After these getting exasperated with the texting, I finally called Adam.
“What’s going on?” I asked.
“The train isn’t working and there are no cabs,” he responded.
“Can’t you call a cab?” I asked.
“I don’t have the number for a cab and it’s raining so I probably won’t get one.”
It was as though I was dealing with a 10-year-old. It reminded me of the time I stole a Smurfette pin when I was six and I did everything in my power to convince my mother that I did not in fact steal the pin. She saw right through my cockamamie story. And I saw right through his.
“Maybe we should just hang out another night then.”
“No, no I’ll come!” Nothing like reverse psychology.
“Great.” I hung up the phone.
He did finally make it over. But if I had been smarter I would have nipped that in the bud a lot quicker. Turns out Adam had social anxiety, a real and serious disorder that causes people to become very uncomfortable in social situations. I tried to be understanding, but his anxiety quickly unraveled soon thereafter.

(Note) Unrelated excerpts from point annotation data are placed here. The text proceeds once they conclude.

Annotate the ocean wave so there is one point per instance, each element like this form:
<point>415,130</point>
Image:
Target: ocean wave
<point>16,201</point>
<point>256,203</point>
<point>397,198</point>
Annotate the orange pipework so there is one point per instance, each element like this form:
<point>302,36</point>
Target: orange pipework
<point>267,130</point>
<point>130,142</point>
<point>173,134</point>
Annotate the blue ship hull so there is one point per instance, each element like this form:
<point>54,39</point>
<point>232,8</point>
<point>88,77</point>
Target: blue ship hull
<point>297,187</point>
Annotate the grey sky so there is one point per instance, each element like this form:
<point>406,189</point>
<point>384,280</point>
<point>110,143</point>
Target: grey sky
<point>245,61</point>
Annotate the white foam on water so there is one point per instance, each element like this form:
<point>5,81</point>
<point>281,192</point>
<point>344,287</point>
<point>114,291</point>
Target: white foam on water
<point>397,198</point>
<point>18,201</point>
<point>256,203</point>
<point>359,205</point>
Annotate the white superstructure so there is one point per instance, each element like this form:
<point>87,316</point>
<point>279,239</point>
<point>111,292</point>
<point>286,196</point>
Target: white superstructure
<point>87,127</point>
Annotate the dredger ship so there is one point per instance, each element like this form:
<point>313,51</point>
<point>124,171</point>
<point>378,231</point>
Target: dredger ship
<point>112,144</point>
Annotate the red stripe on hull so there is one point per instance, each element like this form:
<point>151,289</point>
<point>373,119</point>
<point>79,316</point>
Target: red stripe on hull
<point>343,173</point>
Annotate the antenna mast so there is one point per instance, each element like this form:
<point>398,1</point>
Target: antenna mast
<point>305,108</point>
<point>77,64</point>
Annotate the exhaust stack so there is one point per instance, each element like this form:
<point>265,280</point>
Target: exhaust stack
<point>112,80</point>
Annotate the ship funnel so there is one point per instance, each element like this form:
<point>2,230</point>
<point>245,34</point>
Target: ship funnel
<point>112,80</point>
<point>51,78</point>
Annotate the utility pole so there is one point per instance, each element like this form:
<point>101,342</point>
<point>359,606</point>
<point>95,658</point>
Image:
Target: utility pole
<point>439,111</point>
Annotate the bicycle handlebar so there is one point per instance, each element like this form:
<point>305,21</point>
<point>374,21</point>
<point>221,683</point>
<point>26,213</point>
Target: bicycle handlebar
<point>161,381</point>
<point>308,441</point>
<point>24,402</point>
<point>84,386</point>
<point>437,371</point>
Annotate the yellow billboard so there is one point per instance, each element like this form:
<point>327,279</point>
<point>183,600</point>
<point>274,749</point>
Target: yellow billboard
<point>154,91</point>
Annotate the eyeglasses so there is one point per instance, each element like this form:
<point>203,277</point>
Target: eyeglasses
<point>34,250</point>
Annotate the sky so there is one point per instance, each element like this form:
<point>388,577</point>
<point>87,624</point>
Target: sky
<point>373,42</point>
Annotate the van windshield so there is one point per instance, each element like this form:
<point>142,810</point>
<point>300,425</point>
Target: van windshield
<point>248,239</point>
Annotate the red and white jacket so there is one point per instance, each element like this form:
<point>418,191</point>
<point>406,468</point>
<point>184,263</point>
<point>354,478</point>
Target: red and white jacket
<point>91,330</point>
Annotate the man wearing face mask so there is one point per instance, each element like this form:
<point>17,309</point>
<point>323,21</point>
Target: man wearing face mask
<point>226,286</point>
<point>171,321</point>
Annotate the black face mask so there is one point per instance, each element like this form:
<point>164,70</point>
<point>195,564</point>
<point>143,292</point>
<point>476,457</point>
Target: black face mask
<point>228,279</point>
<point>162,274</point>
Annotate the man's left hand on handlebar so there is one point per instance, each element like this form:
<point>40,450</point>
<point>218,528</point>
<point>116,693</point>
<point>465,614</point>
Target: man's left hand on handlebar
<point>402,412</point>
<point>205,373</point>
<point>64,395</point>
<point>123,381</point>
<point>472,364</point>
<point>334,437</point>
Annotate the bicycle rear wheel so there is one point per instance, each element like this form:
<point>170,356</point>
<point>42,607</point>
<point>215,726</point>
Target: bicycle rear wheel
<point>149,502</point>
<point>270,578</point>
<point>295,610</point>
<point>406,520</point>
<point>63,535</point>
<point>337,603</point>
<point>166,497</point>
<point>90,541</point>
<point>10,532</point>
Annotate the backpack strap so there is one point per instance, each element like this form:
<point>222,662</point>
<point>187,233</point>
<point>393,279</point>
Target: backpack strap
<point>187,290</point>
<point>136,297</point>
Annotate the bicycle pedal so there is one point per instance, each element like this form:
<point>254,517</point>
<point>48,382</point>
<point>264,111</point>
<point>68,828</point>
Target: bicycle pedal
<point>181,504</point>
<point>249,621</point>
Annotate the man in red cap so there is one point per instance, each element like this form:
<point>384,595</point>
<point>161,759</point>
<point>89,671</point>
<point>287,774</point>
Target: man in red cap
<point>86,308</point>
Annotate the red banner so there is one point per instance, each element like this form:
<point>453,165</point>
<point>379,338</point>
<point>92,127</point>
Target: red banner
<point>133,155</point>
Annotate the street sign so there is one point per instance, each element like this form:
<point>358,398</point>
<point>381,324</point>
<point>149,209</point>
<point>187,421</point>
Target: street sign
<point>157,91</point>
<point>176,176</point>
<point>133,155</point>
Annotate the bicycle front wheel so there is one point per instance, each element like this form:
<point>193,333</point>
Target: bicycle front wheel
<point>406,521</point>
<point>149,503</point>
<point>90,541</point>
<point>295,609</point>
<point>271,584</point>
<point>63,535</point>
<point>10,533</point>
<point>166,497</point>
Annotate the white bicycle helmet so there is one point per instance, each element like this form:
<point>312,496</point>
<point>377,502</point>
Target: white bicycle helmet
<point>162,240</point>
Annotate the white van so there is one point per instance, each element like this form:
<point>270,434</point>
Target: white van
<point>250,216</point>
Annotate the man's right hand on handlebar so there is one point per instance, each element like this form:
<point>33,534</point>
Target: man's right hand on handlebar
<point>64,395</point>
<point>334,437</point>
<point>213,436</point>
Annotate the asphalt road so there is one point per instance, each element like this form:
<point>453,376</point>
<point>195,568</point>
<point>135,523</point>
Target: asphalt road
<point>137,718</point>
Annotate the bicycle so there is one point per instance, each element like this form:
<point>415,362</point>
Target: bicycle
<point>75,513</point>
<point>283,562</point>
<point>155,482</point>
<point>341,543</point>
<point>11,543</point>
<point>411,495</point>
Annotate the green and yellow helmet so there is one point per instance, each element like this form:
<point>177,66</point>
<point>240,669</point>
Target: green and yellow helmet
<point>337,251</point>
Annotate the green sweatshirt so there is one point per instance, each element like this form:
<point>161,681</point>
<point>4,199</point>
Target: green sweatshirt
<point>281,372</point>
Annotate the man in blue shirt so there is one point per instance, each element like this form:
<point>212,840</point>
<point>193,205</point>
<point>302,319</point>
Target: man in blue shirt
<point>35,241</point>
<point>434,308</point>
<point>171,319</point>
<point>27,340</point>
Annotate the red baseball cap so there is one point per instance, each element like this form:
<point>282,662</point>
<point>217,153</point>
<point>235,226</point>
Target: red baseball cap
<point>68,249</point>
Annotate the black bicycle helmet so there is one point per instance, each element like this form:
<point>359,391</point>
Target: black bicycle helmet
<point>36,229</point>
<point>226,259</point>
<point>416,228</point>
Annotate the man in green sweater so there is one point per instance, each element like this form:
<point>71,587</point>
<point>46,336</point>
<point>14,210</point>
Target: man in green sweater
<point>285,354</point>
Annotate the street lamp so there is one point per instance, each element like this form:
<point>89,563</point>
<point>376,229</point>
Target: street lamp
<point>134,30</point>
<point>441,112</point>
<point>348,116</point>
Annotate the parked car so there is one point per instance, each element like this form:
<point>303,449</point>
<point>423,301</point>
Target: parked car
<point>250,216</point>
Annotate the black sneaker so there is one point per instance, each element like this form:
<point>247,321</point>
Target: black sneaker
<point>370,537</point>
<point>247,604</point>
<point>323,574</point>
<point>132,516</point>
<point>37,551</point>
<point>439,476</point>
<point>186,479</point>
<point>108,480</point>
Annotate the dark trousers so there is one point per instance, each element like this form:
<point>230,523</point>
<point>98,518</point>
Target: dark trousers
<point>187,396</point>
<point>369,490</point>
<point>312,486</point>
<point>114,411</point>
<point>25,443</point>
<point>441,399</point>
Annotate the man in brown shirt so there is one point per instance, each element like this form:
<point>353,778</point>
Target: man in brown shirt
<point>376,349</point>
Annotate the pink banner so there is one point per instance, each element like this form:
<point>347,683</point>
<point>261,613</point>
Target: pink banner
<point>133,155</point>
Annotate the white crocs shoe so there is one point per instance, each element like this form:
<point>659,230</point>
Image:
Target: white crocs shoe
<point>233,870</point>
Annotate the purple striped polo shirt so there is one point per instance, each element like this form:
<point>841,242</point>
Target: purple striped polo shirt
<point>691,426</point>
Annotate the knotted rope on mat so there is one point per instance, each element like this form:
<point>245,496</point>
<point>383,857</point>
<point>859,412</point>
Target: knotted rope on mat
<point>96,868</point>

He couldn’t deal with smallest of issues without turning into a blubbering nervous mess. And as much as I would have like to see myself as the June to a man’s Johnny or the Sharon to an Ozzy, the reality is most of the time that shit just doesn’t fly.
When it finally ended between us, I was bummed. I kept wondering what I had done wrong, in spite of the fact that he made it clear that he was missing a few marbles. Suspicious that he hadn’t really told me everything that was really going on, I did what anyone would do; I googled him. What I found shocked me:
I’ve been in an on and off relationship with a BPD woman for almost three years. Time seems to stood still for all this time, as if I was held prisoner…. I’m feeling apprehensive. I’m feeling miserable. I’m feeling “toxic shame”, as someone put it. I need to build my self-esteem and stay away from this venomous person.
The message was posted a year ago on a forum for people with borderline personality disorder. The proverbial icing on the cake? He’s a therapist. Now it all made sense.
I realized someone who is mentally unstable with no desire to change is not going to do so no matter how fabulous you are. Their issues are more likely due to their own esteem than anything you’ve done.
So is he an asshole? Is he just not that into you? Maybe he’s just not that into himself.